Avec la montée en puissance du front ruraliste au long des dix dernières années, qu'il s'agisse de sa force économique ou de ses effectifs parlementaires , les populations traditionnelles et l’environnement subissent des attaques de plus en plus musclées. Des défaites aussi, comme celle de l'adoption en 2012 du nouveau Code forestier et celle de l’amnistie aux entorses aux règles précédentes en matière environnementale. Si l’on compare l’étendue des terres indiennes homologuées par les six mandats présidentiels entre Fernando Henrique Cardoso (1995-1999, 1999-2003) Lula (2003-2007, 2007- 2011) et Dilma Rousseff (2011-20014, 2015-Mai 2016), on perçoit immédiatement leur rapport inverse à l’ascension du front ruraliste dans les instances législatives. Fernando Henrique a battu les records de démarcations, bénéficiant du soutien financier du gouvernement allemand pour ce faire. Lula, dans son premier mandat, a multiplié les unités de conservation. Il a aussi aidé à trancher un litige vieux de trente ans et les envahisseurs des terres des indiens Macuxi, dans l'Etat de Roraima, ont été expulsés. Mais le gouvernement de Dilma Rousseff n’a guère favorisé ni l’environnement, ni la réforme agraire, ni les droits des indiens et des quilombolas.

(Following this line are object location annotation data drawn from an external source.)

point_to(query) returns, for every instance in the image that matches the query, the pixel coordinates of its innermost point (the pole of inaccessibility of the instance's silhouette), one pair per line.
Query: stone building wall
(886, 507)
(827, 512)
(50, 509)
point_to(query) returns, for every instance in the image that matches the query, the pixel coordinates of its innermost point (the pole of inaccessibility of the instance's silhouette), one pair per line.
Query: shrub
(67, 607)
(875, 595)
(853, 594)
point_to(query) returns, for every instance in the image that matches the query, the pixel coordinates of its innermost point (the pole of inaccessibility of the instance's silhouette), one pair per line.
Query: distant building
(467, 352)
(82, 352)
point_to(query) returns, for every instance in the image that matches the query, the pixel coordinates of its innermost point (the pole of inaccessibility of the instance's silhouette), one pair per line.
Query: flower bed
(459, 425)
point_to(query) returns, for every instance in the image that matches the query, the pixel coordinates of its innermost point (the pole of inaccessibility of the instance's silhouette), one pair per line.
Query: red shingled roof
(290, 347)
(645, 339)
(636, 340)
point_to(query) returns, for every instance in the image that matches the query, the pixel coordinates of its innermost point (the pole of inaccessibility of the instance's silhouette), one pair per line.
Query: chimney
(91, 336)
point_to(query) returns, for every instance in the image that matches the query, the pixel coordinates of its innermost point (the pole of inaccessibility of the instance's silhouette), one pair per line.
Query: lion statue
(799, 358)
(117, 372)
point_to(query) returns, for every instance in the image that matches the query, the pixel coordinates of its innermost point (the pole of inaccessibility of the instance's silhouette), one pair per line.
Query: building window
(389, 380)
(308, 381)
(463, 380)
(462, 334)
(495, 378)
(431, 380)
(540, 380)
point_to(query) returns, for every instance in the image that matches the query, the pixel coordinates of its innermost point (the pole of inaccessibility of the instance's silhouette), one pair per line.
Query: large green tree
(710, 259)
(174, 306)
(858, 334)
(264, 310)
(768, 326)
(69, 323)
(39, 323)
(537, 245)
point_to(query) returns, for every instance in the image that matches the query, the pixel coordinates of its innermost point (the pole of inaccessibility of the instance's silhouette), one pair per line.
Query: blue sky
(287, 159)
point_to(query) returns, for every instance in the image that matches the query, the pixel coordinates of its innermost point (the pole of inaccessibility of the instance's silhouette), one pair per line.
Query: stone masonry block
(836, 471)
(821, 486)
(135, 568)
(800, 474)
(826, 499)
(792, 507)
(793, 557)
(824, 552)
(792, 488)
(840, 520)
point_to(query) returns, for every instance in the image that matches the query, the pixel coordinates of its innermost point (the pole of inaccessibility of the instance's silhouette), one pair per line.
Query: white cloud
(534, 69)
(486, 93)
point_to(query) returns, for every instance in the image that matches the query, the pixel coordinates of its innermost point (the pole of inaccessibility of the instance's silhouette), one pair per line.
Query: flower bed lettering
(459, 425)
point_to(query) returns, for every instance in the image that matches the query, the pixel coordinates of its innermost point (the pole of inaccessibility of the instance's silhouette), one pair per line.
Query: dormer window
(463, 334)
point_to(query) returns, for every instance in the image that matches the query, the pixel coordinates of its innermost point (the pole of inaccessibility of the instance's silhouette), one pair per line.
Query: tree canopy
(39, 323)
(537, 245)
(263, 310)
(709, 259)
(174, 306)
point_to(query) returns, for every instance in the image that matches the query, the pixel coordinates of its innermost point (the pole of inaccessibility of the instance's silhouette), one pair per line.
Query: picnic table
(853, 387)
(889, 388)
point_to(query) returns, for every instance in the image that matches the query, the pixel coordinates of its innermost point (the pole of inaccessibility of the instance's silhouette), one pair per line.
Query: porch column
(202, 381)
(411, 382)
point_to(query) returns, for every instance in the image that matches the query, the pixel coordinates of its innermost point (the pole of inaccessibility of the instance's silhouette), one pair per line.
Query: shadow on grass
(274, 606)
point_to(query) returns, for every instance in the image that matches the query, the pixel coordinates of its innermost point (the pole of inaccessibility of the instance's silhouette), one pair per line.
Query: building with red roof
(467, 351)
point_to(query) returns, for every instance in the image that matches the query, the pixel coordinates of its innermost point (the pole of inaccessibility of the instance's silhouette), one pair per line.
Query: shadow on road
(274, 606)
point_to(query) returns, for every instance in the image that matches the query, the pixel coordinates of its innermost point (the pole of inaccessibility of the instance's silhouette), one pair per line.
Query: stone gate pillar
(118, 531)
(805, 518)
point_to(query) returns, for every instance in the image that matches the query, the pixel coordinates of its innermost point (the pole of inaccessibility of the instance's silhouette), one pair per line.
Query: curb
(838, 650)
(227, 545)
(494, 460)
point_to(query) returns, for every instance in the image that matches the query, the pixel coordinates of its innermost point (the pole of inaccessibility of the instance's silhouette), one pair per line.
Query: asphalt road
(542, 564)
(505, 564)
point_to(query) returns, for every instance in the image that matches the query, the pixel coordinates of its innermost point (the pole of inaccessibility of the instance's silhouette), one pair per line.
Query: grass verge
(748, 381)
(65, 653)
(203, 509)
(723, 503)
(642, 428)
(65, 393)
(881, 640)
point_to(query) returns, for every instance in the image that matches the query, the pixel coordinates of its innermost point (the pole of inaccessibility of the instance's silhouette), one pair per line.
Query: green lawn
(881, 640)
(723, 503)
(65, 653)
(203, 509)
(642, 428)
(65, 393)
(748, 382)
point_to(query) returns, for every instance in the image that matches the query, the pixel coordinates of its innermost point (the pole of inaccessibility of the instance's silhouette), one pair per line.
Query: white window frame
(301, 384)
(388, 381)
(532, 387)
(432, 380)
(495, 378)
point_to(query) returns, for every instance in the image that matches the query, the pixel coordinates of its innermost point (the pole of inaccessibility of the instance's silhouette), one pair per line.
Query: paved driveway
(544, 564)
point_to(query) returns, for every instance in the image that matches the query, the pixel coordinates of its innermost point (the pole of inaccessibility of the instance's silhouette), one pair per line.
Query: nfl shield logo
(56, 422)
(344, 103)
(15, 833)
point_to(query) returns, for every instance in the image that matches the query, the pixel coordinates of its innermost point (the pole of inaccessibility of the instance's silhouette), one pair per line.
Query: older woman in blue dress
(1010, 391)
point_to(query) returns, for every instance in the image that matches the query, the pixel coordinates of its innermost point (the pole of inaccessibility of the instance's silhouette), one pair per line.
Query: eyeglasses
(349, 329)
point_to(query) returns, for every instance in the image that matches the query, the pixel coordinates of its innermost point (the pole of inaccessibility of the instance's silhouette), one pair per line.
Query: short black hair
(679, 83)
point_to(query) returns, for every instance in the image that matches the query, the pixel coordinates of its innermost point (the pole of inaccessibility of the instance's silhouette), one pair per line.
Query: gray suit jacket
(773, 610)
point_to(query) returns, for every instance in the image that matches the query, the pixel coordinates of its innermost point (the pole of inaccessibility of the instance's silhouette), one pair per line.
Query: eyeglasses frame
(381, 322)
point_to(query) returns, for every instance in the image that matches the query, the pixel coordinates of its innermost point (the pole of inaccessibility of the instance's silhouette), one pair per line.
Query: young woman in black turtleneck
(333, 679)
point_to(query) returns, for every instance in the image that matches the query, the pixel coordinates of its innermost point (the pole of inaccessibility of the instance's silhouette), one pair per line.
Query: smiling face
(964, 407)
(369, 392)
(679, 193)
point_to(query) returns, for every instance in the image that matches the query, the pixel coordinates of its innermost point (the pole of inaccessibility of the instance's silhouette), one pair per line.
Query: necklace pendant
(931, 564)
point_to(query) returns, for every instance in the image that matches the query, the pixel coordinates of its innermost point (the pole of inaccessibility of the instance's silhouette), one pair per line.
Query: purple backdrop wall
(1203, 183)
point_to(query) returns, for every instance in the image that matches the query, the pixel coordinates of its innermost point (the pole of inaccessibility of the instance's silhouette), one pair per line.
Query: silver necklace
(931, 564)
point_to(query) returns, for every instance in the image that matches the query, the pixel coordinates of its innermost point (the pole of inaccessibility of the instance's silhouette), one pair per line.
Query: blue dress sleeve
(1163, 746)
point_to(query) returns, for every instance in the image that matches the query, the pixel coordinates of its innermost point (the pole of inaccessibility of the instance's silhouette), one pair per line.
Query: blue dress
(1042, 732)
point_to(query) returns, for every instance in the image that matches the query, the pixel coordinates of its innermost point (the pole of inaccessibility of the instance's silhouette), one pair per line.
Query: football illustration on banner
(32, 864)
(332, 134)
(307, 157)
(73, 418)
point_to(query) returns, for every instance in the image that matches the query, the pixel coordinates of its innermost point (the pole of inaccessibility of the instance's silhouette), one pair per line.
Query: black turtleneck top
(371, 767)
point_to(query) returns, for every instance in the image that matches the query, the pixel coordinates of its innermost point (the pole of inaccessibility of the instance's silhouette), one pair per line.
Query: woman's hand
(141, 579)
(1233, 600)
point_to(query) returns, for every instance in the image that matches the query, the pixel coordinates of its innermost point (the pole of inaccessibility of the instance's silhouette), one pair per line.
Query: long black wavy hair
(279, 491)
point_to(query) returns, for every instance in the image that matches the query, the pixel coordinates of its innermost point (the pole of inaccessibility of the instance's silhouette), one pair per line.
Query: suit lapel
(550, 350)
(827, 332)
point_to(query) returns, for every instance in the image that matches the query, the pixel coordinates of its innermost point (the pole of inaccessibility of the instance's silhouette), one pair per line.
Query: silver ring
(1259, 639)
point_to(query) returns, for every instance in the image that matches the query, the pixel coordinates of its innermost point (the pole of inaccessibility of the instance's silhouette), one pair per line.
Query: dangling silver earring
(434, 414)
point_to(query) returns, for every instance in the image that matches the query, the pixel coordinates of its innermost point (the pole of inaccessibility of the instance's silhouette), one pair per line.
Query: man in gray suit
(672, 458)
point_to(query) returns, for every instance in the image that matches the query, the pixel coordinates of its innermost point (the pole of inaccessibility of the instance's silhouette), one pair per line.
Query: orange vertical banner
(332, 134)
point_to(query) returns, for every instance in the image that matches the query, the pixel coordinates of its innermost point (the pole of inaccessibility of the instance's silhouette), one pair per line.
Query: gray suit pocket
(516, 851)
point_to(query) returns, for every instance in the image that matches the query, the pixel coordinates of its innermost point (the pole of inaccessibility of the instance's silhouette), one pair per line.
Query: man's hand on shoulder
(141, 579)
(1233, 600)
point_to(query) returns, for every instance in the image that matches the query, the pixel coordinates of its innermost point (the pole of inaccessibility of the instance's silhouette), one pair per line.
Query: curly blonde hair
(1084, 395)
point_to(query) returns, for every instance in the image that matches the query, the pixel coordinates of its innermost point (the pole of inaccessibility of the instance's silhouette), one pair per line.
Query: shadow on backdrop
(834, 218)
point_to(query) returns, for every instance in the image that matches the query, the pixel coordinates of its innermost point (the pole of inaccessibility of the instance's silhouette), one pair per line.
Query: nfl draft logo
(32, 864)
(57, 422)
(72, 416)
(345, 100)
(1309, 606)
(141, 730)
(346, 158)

La situation n’est donc pas nouvelle. Ce qui a changé la donne est l’impeachment de Dilma Rousseff et la montée au pouvoir de son vice-président, Michel Temer. Au plus bas de sa popularité, et l’objet de dénonciations de corruption, il continue, jusqu’au moment où j’écris, à être maintenu à bout de bras à son poste par des secteurs financiers et industriels. N’ayant pas à se soucier d’une popularité dont il n’a jamais bénéficié, et connu pour son adresse dans les arrangements au sein du Congrès, M. Temer se présente comme étant en mesure de faire approuver des réformes que l’opinion publique rejette, à savoir la réforme des lois du travail et celle des retraites assurées par l’État.
Le front ruraliste déclare disposer actuellement de 228 voix à la Chambre des Députés qui en compte 513. Il a en outre deux puissants alliés : les parlementaires pentecôtistes et ceux qui défendent le droit au port d’arme. À eux trois, ils forment le Front BBB, soit le Front du Bœuf, de la Bible et de la Balle. M. Temer se procure des voix à la Chambre des députés et au Sénat grâce aux postes ministériels distribués aux partis alliés et surtout aux concessions faites au front ruraliste. Il a notamment, suivant en cela d’ailleurs une procédure inaugurée par Dilma Rousseff, émis des Mesures Provisoires, c’est-à-dire des décrets présidentiels que le Congrès devrait approuver, et qui ont fait scandale. Ces décrets portent sur différents sujets, mais tous ont en commun d’annuler des protections et d’assouplir les règles. Un exemple : les banques ne seraient plus tenues de vérifier si les projets qu’elles se proposent de financer ont respecté les normes environnementales.
Un décret en particulier (MP 756) envisageait d’amputer le Parc National et la Forêt Nationale du Jamanxim en Amazonie Orientale. Plus de la moitié de la Forêt Nationale du Jamanxim y passait et une bonne partie du Parc National du même nom, soit quelques six cent mille hectares en tout. Le cas était éloquent : la mosaïque d'unités de conservation qui lie les bassins du Xingu et du Tapajós était ainsi démembrée.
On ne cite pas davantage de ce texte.